I have, once or twice, asked someone to choose between me and someone else. It never turned out in my favour really, and even if it did I was left with the sting of resentment that I had even asked in the first place. In those situations the idea of non-monogamy didn’t even occur to me – we were all naïve once, weren’t we? – but even if it had, I have a feeling it wouldn’t have appealed much to my partners. Not that making judgements retrospectively does anyone much good.
But here’s the thing: on the other side of it, being asked to choose, or being put in a situation where I felt I should choose, the choice always struck me as being somewhat ridiculous. Because I’ve never loved one person in the same way that I’ve loved another. In fact, every time I have been in love, or even felt deep affection, it has been unique to each particular person. I have loved with intense sexual urgency; I have loved with the deepest appreciation; I have loved in adolescence, somewhat playfully but still ardently; I have loved purely because of the way a man understands what it means when I’m short with him; and I have loved because he knew how to put me in my place. In the end, that choice is not like choosing between two brands of tobacco; it’s like choosing between a painting and the rain. The choice makes no logical sense.

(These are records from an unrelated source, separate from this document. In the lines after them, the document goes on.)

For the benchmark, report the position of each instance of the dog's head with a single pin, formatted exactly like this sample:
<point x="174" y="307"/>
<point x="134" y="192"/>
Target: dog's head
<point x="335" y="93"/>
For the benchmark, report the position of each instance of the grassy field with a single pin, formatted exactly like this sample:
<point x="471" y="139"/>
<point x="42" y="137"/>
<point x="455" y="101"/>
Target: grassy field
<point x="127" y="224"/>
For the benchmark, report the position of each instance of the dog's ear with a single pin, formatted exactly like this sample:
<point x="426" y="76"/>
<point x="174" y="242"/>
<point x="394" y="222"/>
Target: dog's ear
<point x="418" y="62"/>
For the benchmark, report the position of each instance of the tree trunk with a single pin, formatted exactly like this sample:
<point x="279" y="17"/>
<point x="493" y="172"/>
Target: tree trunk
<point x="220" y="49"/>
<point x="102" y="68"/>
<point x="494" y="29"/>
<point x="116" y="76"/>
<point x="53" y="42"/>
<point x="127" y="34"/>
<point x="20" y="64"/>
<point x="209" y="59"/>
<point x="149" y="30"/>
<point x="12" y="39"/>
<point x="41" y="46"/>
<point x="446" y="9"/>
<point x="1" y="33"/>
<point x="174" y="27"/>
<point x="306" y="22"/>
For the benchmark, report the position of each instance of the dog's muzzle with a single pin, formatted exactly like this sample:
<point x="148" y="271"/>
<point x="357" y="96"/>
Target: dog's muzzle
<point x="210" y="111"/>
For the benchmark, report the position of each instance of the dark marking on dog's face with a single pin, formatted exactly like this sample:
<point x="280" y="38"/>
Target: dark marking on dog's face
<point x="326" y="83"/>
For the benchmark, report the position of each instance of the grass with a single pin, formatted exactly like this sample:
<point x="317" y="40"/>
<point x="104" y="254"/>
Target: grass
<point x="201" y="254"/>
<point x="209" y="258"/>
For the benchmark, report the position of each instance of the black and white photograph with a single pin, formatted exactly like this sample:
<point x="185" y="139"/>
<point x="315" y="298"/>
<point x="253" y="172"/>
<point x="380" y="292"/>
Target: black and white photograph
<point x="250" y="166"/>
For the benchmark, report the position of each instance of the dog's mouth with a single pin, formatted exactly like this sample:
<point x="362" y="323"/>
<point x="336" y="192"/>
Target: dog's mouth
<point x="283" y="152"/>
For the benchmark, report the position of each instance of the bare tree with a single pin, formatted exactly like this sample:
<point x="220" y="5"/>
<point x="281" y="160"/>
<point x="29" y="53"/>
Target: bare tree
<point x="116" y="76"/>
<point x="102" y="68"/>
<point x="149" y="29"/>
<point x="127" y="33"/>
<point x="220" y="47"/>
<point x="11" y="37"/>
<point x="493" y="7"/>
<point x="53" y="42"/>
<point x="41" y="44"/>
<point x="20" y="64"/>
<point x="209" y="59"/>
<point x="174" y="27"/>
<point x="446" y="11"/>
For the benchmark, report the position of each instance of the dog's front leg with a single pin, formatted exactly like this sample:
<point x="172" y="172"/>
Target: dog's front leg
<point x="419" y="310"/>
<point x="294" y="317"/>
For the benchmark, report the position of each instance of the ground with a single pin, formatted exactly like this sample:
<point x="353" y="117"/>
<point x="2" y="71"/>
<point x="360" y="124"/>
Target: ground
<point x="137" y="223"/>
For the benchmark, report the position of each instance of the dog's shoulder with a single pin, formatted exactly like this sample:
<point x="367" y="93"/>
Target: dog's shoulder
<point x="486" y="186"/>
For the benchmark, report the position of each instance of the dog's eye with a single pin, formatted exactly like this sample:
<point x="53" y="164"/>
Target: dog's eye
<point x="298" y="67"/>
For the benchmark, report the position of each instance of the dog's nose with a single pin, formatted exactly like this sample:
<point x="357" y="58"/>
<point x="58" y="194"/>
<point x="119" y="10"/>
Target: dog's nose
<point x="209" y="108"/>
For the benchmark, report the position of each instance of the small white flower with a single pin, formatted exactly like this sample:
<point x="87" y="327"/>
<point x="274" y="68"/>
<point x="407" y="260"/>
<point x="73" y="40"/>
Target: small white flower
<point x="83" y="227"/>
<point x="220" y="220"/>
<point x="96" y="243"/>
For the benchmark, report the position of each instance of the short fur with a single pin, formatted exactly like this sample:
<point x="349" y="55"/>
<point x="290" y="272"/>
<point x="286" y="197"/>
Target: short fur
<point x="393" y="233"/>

There is a scene in Mansfield Park – and here’s where I ashamedly confess, as an English student, that I haven’t read it; I’ve only seen Patricia Rozema’s rather superb film version – where Mary Crawford asks Edmund if he loves Fanny, and in response he says “Of course I love her, but there are as many forms of love as there are moments in time.”
Even when I was monogamous, and still focused on that idea of finding my one, I felt very strongly that this statement was true. Every time I fall in love it feels unique and special, as though no one in the history of the world has felt exactly the way I feel. Not only do I think that is true, I also think our love for one person changes dramatically as we love them. The same way people change and time moves.
But I am becoming far too sentimental here! What this knowledge, or revelation really means is that whilst, as a non-monogamous person, I have to get over the idea of love as something singular, it also means I don’t have to let go of the idea of being loved uniquely. And, in fact, there is something extraordinarily beautiful in the idea of loving someone in a way that I have never loved before, and then being able to reach out elsewhere and say, simultaneously, the same about someone else. Surely the uniqueness of that love can only be enhanced by the fact that I don’t have to choose one.
And all this without even mentioning our capacity to love more than one child, and more than one friend. Love is most definitely not finite.